1. At the beginning the first the first two elements of list is applied to the function
2. In the next step functiom is applied on the previous result and the third element of the list: function(function(el_1, el_2),el_3)

In [11]:
from functools import reduce

def add(x,y):
    return x + y

list_1 = [x for x in range(1,6)]

print('List1: ', list_1)
print('List1 reduced: ', reduce(add, list_1))

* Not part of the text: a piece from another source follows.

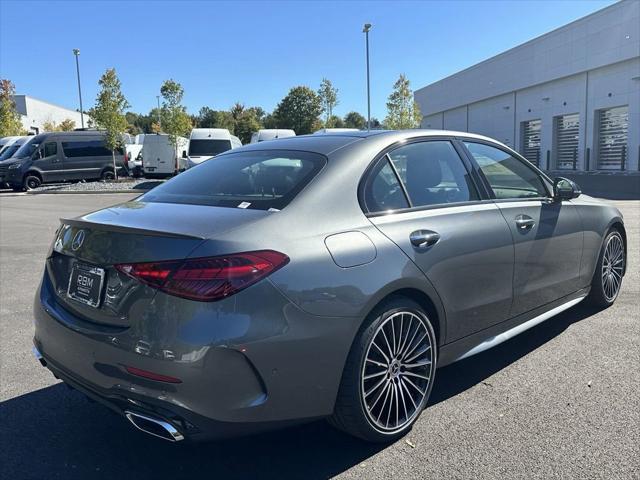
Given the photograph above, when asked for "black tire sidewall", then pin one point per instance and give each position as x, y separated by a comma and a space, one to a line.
364, 428
28, 179
597, 288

# The same example using lambda func
print('List1 reduced: ', reduce(lambda x,y: x+y, list_1))

List1:  [1, 2, 3, 4, 5]
List1 reduced:  15
List1 reduced:  15


## TODO

In [13]:
xx = ['Snappy', 'Kitty', 'Jessie', 'Chester']
#xx = [1,2,3]

# TODO Create a list with the number of character of each word. Use map & len function
no_of_char = list(map(lambda x: len(x), xx))
print(no_of_char)


[6, 5, 6, 7]


In [53]:
sentences = "Lorem ipsum dolor sit amet, consectetuer adipiscing elit. Donec odio. \
Quisque volutpat mattis eros. Nullam malesuada erat ut turpis. Suspendisse urna nibh, \
viverra non, semper suscipit, posuere a, pede. \
Donec nec justo eget felis facilisis fermentum. Aliquam porttitor mauris sit amet orci. \
Aenean dignissim pellentesque felis."

import string
sentences = list(filter(None, sentences.split('.')))
print(sentences)
sentences = list(map(lambda x: (x.strip()).replace(',', ''), sentences))
print(sentences)
sentences = list(map(lambda x: len(x.split()), sentences))
print(sentences)

# TODO Find the number of words in the sentence:

## Hint:
# 1. remove punctuations
# 2. split the resulting sentence
# 3. map "1" to each word of sentence
# 4. reduce to find the number of words in the sentence

['Lorem ipsum dolor sit amet, consectetuer adipiscing elit', ' Donec odio', ' Quisque volutpat mattis eros', ' Nullam malesuada erat ut turpis', ' Suspendisse urna nibh, viverra non, semper suscipit, posuere a, pede', ' Donec nec justo eget felis facilisis fermentum', ' Aliquam porttitor mauris sit amet orci', ' Aenean dignissim pellentesque felis']
['Lorem ipsum dolor sit amet consectetuer adipiscing elit', 'Donec odio', 'Quisque volutpat mattis eros', 'Nullam malesuada erat ut turpis', 'Suspendisse urna nibh viverra non semper suscipit posuere a pede', 'Donec nec justo eget felis facilisis fermentum', 'Aliquam porttitor mauris sit amet orci', 'Aenean dignissim pellentesque felis']
[8, 2, 4, 5, 10, 7, 6, 4]


In [64]:
# Log:  Date product no_of_items price

log_1 = """Apr-04 cola 1 5
Dec-15 cola 2 4
Feb-02 Sandwith 3 22
Mar-03 burger 8 11
Feb-22 Sandwith 3 22
Feb-23 burger 5 15
Mar-08 burger 2 14"""    ## Add more examples

print(log_1)

# TODO Find the best-selling item
# TODO Create sales summary  [(product, total_items, average_price), (product, total_items, average_price) ...] 
log_2 = log_1.split('\n')
print(log_2)

def split_remove_first(string_list):
    temp = string_list.split()
    temp[0] = None
    return temp

log_3 = list(filter(split_remove_first, log_2))
print(log_3)

Apr-04 cola 1 5
Dec-15 cola 2 4
Feb-02 Sandwith 3 22
Mar-03 burger 8 11
Feb-22 Sandwith 3 22
Feb-23 burger 5 15
Mar-08 burger 2 14
['Apr-04 cola 1 5', 'Dec-15 cola 2 4', 'Feb-02 Sandwith 3 22', 'Mar-03 burger 8 11', 'Feb-22 Sandwith 3 22', 'Feb-23 burger 5 15', 'Mar-08 burger 2 14']
['Apr-04 cola 1 5', 'Dec-15 cola 2 4', 'Feb-02 Sandwith 3 22', 'Mar-03 burger 8 11', 'Feb-22 Sandwith 3 22', 'Feb-23 burger 5 15', 'Mar-08 burger 2 14']


## Miniproject

1. Import book, clean the text and get the total number of words
https://www.gutenberg.org/files/11/11-0.txt

2. Try to run your script with text that include all TOP100 books from https://www.gutenberg.org/browse/scores/top

3. What problems could appear during processing? Create a script to measure the execution/processing time.